Even as she switches voices and persona from Annie the daughter to Sarah the Mom, Candy the Aunt to Leonard the neighbor, Debs Newbold is continuously creating and then replaying the sounds of a life-giving ventilator, cooing pigeons, a leaky roof, or seemingly dozens other effects.  She is also taking us inside the mind of Annie’s dad, Paul, as he lives in his own protracted dream inside Vincent Van Gogh’s famous house in Arles, there with the master himself. 

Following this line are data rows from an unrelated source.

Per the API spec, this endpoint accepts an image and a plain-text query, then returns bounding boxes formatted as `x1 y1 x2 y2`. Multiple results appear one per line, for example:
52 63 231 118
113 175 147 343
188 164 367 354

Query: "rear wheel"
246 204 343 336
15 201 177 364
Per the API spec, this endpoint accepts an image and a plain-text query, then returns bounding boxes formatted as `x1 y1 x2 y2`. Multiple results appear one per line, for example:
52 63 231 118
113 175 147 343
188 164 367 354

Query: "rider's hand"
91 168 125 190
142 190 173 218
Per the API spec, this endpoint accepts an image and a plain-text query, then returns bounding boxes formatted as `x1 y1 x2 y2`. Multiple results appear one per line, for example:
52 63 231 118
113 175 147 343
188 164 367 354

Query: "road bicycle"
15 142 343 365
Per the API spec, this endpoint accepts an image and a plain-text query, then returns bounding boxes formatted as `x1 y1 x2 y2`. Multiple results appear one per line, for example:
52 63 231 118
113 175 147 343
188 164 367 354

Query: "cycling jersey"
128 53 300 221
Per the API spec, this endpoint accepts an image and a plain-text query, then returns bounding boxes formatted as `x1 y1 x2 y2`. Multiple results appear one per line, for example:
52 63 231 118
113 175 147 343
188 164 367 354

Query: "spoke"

As her story unfolds, there are mother-daughter conflicts that appear at times unresolvable, an eighteenth birthday party that turns into a disaster, daughter discoveries about the artist within her, and a daughter’s guilt about how she may have at three years old contributed to her dad’s accident.  There is also a beautiful theme of a blossoming, loving father-daughter relationship that forms after a fifteen-year separation – a relationship where only the daughter is conscious of what is happening, or so she thinks.  All of these storylines and many more are told in a non-stop repertoire by a master teller and special effects artist extraordinaire.

Rating: 5 E

******

2016 Edinburgh Fringe Show #29
Letters to Windsor House
Louise Mothersole and Rebecca Biscuit
Summerhall

At 467 Peach in Woodbury Downs, Louise and Rebecca live in a flat they describe as “what it lacks in visuals, it makes up in scents.”  There, they are awakened each morning at 7 a.m. through the paper-thin walls by the thunderous hip-hop music blasting from the guys below them (to which they respond with trumpet, trombone, and mad stomping) while also hearing the lady above them sweep her floor ever so “tenderly.” 

In this transitioning neighborhood where the homeless camp in streets and parks, only to be moved by the construction of million-pound condos, the roomies live in one of the remaining, run-down council houses (public housing) built almost fifty years prior.  And their abode is crammed packed with boxes and boxes stacked high of mail they receive daily from former residents long gone – mail they have felt obligated to keep in case the rightful owners some day show up looking for it.

Louise Mothersole and Rebecca Biscuit of Sh!t Theatre perform the world premiere of Letters to Windsor House, created by them in conjunction with Camden People’s Theatre.  In white face with stripes over their eyes – a bit like criminals on the prowl – they unfold a wild and wooly tale of their decision to start opening the thousands of pieces of mail (Is it legal?) and then to re-construct the lives of the rightful recipients based on the envelopes’ contents.  There’s JD O’Hanley whom they are sure has a serious tax debt issue and Saad Madras with a penchant for gambling gone amuk.  Both get crazy songs and dance routines created for them by the two mail cat-thieves. 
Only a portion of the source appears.